In a nutshell, sustainable seafood is seafood that’s managed and harvested in a manner that ensures that there will always be more to catch in the future. This means fishing responsibly so that enough fish are left in the sea to replenish the population naturally. It also means adhering to fishing principles that are not harmful to fish, other marine plants and animals, as well as the environment. The simple logic of this is that sustainable fishing enables us to enjoy the pleasures and benefits of quality seafood in a responsible way that protects our natural environment and protects this natural food source for generations to come.

But it isn’t enough to implement laws to make this happen. The responsibility to ensure that we aren’t blindly plundering the oceans and denying future generations of this vital food source doesn't stop with governments and fisheries. Everyone from seafood distributors, restaurant chefs, supermarkets and other retailers, shoppers and diners—in other words, every single one of us—has a part to play in making sustainable seafood the only kind of seafood that gets put on dinner tables everywhere. By insisting on only buying and eating sustainable seafood we can influence market forces and raise awareness of the importance of making responsible seafood choices.

One of the strongest arguments for making sustainable seafood part of your life is the health benefits. Seafood contains the long-chain omega-3 fatty acids eicosapentaenoic acid (EPA) and docosahexaenoic acid (DHA) that are so important to cardiovascular and brain health. Plant-derived omega-3s generally contain alpha-linolenic acids (ALAs) most of which our bodies burn for energy. Only a tiny amount less than 1 per cent is converted to EPA and an even smaller trace amount of this EPA is converted to DHA.

Fatty fish and fish oil are the richest sources of EPA and DHA. Eating fatty fish regularly lowers the likelihood of heart disease, reduces the chance of sudden death casued by uncontrolled rapid heart rhythms, improves the function of your arteries, decreases the chance of stroke and reduces inflammation. Mothers who eat fish regularly while they are pregnant and nursing ensure that their babies have enough DHA for healthy brain and eye development. Later in life, omega-3s lower the chance of developing age-related loss of vision due to retinal damage. It can also help with cateracts, dry eye, glaucoma and other visual disorders. Omega-3s from seafood aid brain function, improving brain cell repair and regeneration, lowering the risk of developing Alzheimer’s disease, dementia and Parkinson’s disease. They also lessen the symptoms of childhood allergies and ease the symptoms of some inflammatory consditions such as rheumatoid arthritis, asthma and digestive disorders. Furthermore, higher consumption of omega-3s may reduce the chance of developing diabetes and can help lower blood pressure.

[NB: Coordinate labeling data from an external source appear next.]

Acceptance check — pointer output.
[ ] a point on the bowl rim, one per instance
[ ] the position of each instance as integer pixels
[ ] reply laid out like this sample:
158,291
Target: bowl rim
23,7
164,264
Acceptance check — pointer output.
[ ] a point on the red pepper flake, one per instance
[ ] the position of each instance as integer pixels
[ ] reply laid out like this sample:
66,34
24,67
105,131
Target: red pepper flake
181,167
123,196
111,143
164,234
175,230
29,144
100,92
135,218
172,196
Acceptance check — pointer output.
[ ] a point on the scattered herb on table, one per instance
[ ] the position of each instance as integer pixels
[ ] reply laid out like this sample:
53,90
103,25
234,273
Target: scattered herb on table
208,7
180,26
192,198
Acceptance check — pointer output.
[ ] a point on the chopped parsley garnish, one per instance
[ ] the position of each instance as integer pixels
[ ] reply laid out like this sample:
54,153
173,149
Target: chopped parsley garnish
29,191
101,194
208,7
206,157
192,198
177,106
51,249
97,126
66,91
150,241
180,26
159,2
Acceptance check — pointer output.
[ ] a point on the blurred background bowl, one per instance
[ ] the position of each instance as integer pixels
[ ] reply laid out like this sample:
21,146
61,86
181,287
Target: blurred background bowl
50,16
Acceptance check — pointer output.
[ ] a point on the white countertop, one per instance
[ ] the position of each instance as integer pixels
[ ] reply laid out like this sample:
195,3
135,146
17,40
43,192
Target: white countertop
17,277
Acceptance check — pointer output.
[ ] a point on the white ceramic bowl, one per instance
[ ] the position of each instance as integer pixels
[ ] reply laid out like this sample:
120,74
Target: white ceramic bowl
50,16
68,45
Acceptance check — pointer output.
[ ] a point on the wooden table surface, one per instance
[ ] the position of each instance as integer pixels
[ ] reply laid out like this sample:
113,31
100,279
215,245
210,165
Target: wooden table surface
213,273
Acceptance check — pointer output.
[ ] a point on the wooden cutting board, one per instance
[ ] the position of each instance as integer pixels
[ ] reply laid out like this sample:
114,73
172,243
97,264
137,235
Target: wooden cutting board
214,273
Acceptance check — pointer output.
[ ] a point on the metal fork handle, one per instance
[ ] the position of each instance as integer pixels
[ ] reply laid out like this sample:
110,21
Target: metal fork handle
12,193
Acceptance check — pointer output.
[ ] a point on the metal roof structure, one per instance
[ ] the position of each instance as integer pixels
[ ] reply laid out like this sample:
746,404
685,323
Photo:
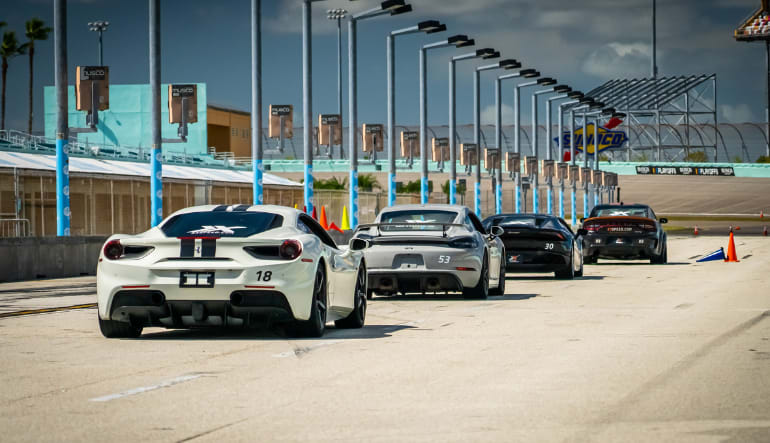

Wild, line-caught fish caught in cold water environments offer the highest levels of omega-3s but boast lower levels of total fat than farmed varieties and don’t contain antibiotics. Choosing fish sustainably harvested from a naturally clean environment protected from industrial activities and pollution delivers the best health benefits as well as superior flavour. This is why the world’s top chefs choose to feature wild, line-caught fish on their menus and why the same fish are highly prized among gourmets.

The value of sustainable seafood is thus threefold. It’s delicious, it’s good for you, and it’s good for the environment. And if more of us commit to only eating sustainable seafood, we’ll ensure that this fabulous food source continues to keep nourishing our future generations.